2 Consider Your Territory: Are there immigrants or refugees living in your territory? They could easily be overlooked. Take the initiative to search out these ones and try to get to know them better. What are their needs and concerns, their likes and dislikes, their fears and prejudices? Endeavor to adapt your presentation of the Kingdom message accordingly. (1 Cor. 9:19-23) Like the apostle Paul, we should feel an obligation to share the good news with everyone in our territory, including those who are from a foreign country, those who have a different culture, those who speak another language, and those who are very wealthy.—Rom. 1:14, ftn.

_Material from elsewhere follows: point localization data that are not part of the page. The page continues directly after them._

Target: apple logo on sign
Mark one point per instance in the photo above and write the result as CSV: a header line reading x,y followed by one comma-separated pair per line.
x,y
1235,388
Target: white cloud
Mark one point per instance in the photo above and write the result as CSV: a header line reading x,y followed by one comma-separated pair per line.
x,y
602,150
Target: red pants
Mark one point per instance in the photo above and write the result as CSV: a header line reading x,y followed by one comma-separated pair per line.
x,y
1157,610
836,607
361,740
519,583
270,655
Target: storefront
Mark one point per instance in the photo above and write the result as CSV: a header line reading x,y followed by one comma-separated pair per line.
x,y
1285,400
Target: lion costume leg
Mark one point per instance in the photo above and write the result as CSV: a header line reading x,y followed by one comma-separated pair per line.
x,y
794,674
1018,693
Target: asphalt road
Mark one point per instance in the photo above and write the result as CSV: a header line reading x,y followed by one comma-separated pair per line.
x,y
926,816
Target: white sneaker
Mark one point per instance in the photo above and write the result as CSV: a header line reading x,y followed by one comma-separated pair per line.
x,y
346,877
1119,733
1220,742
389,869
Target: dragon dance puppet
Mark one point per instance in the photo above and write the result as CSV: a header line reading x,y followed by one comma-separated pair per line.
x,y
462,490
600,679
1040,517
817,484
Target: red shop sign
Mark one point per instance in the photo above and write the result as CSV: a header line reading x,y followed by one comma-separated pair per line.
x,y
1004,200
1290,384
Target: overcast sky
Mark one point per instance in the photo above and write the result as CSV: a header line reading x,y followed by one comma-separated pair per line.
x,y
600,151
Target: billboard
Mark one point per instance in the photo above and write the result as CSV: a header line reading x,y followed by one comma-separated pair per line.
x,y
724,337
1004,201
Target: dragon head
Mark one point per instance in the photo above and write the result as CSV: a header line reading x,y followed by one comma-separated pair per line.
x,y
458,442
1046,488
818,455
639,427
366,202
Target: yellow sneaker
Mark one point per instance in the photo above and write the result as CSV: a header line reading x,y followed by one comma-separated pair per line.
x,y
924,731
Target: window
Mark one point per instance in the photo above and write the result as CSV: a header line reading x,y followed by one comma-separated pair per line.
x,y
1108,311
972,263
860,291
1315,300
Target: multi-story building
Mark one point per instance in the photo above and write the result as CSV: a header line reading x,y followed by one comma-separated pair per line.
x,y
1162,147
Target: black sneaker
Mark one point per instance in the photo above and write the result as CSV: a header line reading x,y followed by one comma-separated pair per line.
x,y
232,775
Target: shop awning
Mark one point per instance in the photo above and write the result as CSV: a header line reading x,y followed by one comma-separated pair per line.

3 How, though, can you witness to someone who speaks another language? Make good use of the booklet Good News for People of All Nations. You might also carry some tracts or brochures in the languages that are commonly spoken in your territory. (See the July 2003 Our Kingdom Ministry, p. 4, pars. 2-3.) In addition, some publishers have put forth the effort to learn a greeting and a simple presentation in other languages. People are often impressed to hear someone trying to speak to them in their own language, even in a very limited way, and this may attract them to the good news.
4 Imitate Jehovah: By reaching out to people of different backgrounds, we imitate our impartial God, Jehovah, “whose will is that all sorts of men should be saved and come to an accurate knowledge of truth.”—1 Tim. 2:3, 4.